1

at the moment I have to decide between a random-effect or a fixed-effect model with a binary dependent variable y. The best way to decide between these two models is normally to use the Hausman-Test (e.g. Green 2012). My problem is first, that I don't understand the exact model specifications and second, that I'm not sure if my approach is the right one.

My models look like this: Mixed Effects Model

ModelME<-glmer(populist ~ wkb+ married + age + I(age^2)+(1|pid),
              data = phi4,
              family = binomial(link = 'logit'),nAGQ=10)

and Fixed Effects Model

 ModelFE<-glm(populist ~ wkb+ married + age + I(age^2)+pid,
                data = phi4,
                family = binomial(link = 'logit'))

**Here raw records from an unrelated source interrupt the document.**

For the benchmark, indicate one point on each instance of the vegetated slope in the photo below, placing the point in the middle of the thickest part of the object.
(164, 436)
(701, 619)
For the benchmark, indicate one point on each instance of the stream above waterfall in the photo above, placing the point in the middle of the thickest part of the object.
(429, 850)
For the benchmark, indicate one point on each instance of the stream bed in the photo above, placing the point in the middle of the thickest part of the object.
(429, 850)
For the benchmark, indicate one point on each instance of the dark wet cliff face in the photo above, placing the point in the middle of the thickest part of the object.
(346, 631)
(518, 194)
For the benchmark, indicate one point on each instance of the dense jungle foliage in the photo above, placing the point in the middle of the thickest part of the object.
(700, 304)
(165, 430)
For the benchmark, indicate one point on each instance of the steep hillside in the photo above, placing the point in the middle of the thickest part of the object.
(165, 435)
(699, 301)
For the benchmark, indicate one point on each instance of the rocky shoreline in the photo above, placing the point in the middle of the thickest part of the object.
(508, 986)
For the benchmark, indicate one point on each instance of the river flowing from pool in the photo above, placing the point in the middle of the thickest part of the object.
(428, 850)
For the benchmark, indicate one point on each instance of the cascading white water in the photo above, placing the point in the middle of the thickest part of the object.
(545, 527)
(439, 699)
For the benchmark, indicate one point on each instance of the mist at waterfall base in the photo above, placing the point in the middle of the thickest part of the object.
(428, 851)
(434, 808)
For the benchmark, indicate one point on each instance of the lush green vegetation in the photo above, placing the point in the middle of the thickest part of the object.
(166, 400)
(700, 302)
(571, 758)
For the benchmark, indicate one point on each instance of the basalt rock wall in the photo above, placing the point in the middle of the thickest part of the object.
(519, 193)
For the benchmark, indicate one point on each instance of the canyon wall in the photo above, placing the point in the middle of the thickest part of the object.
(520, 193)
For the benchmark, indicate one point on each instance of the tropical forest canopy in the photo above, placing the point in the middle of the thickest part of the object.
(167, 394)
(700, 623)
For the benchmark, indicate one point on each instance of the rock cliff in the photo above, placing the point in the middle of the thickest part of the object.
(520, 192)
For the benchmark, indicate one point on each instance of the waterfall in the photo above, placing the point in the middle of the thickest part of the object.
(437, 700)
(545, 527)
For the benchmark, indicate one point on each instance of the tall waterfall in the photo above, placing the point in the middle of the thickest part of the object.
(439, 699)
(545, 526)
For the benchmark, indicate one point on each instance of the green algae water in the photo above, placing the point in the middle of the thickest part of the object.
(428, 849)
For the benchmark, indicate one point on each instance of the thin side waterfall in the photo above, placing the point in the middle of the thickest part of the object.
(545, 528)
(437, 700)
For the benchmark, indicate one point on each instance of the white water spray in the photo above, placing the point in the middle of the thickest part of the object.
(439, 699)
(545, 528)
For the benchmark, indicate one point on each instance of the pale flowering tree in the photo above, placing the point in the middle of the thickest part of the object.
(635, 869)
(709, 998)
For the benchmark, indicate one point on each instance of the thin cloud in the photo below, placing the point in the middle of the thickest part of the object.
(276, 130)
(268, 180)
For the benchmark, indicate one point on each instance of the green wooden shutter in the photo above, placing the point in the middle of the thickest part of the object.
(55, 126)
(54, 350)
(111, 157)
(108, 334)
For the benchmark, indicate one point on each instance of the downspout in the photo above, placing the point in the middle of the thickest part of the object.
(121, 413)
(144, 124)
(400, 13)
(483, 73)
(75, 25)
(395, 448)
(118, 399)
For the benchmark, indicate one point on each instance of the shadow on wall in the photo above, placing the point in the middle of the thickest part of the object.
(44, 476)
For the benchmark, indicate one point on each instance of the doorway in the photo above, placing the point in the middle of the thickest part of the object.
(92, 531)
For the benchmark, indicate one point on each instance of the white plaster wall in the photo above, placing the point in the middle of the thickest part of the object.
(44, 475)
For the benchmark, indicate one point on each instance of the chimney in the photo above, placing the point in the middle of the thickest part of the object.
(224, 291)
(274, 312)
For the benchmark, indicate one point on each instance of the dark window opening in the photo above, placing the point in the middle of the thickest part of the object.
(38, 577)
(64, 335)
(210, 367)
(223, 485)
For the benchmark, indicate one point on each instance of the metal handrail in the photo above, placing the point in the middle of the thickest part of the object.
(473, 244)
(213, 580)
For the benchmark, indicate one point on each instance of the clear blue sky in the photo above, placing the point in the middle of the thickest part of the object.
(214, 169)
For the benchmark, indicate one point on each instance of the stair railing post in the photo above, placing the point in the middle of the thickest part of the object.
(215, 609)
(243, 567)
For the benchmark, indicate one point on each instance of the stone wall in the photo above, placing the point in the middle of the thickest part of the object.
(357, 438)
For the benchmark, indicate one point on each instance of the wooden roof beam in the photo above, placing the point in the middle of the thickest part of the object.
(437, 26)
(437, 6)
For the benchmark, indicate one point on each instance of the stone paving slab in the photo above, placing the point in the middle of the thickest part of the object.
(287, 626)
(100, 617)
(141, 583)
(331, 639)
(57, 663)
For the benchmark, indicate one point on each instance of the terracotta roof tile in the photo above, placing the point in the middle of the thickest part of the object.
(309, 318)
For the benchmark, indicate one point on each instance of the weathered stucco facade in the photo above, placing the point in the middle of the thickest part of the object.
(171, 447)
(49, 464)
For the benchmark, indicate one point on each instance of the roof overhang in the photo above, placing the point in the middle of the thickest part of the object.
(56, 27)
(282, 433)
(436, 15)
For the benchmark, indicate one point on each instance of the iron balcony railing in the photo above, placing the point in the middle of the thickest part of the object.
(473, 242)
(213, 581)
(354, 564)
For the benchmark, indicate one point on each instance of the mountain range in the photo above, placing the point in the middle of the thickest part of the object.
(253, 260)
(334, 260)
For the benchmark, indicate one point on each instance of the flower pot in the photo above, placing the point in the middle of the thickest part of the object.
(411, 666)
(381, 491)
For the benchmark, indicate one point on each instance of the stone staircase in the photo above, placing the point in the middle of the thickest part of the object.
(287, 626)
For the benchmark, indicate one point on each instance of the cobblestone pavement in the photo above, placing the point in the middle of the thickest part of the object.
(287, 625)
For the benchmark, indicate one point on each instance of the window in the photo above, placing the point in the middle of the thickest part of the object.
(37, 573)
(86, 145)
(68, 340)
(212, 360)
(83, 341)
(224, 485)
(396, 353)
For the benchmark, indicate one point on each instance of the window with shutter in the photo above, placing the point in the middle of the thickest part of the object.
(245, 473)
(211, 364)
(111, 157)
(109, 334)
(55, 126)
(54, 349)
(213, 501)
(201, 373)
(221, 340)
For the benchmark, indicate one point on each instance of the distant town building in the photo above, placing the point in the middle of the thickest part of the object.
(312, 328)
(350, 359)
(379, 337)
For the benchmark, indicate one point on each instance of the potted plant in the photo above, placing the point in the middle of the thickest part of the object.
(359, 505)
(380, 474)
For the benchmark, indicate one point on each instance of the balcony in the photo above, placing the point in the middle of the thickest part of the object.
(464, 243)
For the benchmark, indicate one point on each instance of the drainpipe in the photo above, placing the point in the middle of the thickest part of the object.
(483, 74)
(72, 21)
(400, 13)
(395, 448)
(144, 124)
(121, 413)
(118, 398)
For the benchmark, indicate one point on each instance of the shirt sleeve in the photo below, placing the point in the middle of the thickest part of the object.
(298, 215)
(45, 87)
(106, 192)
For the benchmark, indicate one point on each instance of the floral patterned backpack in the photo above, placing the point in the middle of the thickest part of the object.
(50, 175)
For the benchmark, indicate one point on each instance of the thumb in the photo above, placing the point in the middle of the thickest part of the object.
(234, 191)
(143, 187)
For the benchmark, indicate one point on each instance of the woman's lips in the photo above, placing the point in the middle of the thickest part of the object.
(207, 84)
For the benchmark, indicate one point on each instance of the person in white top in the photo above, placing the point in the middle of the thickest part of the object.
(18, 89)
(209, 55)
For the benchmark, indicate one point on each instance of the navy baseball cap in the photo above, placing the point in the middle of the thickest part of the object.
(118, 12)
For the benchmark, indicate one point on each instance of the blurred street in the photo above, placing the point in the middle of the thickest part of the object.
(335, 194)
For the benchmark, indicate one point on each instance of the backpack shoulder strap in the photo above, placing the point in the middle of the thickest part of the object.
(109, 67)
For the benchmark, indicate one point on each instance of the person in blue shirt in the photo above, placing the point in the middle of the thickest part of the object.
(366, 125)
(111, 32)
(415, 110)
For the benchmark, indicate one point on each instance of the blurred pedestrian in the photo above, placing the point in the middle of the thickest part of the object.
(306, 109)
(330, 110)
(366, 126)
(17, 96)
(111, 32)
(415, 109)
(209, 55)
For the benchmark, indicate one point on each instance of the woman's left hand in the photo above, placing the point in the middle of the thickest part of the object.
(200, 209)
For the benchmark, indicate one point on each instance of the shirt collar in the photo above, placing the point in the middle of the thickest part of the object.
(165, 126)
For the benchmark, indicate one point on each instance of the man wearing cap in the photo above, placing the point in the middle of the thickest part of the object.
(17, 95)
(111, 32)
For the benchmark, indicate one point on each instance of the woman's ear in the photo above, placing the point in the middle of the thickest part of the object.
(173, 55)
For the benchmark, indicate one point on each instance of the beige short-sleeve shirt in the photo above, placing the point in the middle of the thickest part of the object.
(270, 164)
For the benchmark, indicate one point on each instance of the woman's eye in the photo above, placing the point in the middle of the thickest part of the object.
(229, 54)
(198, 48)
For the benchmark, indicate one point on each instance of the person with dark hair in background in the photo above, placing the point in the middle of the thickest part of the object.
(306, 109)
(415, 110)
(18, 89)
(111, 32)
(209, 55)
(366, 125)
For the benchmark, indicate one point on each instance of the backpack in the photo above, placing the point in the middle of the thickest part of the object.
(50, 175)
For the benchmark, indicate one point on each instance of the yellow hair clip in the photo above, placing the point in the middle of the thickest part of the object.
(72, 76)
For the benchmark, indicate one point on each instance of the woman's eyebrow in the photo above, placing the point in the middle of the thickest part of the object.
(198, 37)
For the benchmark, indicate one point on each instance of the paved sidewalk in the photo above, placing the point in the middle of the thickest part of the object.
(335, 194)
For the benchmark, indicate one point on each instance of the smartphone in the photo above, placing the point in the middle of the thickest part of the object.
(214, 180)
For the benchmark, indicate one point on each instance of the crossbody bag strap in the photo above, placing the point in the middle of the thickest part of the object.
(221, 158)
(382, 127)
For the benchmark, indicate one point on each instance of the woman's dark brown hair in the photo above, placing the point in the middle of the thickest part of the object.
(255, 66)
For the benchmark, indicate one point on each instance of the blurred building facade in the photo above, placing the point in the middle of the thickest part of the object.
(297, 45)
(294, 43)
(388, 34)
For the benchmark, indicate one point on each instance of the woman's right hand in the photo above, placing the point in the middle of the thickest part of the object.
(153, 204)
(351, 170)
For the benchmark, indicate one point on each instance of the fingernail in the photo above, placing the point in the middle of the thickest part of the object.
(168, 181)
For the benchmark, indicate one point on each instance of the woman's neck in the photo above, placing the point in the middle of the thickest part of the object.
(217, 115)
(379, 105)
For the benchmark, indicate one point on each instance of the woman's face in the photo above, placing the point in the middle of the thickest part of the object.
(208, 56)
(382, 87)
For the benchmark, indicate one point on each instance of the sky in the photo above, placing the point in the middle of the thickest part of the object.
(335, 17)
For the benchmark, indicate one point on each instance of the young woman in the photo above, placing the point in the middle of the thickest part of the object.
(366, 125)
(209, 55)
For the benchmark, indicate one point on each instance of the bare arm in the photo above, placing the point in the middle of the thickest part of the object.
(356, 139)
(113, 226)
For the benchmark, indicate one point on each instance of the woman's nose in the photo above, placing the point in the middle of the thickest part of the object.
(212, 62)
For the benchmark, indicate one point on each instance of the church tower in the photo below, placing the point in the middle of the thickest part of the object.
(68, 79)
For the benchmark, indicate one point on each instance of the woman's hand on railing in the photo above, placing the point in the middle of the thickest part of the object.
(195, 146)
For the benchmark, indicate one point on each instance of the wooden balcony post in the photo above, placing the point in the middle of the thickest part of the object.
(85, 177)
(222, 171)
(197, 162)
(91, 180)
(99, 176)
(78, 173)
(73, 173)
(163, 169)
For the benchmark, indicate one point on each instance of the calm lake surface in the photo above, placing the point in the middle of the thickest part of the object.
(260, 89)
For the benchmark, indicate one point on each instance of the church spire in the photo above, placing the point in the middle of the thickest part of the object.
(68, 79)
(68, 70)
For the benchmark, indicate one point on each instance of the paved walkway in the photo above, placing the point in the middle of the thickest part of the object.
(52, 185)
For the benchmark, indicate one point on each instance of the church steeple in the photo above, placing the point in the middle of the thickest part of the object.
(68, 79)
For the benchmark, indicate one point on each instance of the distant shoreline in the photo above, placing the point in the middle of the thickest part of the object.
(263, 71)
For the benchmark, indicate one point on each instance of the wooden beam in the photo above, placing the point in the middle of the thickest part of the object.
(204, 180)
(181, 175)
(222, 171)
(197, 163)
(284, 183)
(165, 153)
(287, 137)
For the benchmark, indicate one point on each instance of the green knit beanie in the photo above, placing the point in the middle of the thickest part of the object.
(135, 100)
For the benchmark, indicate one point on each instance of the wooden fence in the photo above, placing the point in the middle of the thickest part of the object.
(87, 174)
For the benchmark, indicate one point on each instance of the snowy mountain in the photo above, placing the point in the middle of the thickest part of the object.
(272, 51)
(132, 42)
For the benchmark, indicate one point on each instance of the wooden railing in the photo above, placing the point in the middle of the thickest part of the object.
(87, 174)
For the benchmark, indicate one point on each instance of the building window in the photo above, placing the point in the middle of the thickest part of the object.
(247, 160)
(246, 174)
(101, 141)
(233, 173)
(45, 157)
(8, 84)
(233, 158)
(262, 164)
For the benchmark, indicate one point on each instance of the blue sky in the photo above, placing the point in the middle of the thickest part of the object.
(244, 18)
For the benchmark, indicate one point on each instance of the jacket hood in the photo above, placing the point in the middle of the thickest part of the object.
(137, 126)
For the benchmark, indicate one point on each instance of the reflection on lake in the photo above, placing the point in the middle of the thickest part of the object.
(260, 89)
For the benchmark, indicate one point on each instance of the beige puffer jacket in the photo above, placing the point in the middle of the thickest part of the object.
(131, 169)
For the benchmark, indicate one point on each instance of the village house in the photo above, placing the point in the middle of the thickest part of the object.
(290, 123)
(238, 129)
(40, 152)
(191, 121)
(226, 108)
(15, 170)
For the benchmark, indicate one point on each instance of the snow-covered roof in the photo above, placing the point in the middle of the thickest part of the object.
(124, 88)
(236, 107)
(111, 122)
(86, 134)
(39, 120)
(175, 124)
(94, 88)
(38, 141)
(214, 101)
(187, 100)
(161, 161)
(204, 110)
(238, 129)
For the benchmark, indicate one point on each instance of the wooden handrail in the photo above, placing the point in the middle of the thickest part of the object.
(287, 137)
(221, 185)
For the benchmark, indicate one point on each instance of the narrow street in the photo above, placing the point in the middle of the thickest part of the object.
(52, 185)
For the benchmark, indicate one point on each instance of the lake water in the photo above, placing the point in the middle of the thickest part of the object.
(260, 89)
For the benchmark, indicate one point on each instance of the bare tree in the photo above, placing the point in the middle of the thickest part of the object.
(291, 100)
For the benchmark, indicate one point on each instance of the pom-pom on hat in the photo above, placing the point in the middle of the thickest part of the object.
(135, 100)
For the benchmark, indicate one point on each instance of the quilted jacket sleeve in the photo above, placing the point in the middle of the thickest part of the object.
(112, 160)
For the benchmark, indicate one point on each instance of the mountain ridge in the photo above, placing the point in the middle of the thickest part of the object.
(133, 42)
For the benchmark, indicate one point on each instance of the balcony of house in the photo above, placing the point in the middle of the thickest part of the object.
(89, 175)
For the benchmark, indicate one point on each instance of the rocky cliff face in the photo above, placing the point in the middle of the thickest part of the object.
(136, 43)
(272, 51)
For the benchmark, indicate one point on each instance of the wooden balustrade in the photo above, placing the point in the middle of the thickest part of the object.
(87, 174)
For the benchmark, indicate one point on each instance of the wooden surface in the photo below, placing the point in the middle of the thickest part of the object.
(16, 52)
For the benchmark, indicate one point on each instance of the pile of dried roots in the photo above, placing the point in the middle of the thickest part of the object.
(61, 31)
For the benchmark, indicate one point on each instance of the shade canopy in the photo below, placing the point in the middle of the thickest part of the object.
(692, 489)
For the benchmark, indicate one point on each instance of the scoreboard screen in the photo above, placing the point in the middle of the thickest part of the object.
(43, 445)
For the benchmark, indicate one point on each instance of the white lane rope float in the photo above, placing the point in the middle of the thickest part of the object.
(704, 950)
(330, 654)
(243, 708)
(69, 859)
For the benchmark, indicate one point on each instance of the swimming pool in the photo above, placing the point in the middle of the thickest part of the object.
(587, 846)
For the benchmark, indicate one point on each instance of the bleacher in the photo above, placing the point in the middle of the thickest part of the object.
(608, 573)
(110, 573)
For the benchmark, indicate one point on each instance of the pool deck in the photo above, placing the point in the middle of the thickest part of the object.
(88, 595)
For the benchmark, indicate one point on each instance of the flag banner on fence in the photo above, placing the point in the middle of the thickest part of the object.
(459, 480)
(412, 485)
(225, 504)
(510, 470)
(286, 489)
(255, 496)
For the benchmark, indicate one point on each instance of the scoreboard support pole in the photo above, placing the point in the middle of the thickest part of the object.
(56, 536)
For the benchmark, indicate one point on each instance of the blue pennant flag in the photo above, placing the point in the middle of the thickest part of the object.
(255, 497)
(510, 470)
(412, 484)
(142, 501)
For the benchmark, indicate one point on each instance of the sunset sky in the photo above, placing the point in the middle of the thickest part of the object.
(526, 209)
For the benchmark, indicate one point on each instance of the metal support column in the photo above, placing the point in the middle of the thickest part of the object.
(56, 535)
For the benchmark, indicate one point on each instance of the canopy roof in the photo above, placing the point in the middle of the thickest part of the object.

and to specify the Hausman-Test I use the code of another question here on stack overflow (https://stackoverflow.com/questions/23630214/hausmans-specification-test-for-glmer-from-lme4).

and then use the test:

phtest_glmer(logitD,logitFE)

with this result:

Hausman Test

data:  phi4
chisq = 3234.6, df = 5, p-value < 2.2e-16
alternative hypothesis: one model is inconsistent

So my questions are: 1. Describes (1|pid) the random effect? 2. Is ModelFE even a Fixed Effects Model? 3. Is the result of the Hausman-Test in any way correct? 4. Should I use another package to use the Hausman-Test?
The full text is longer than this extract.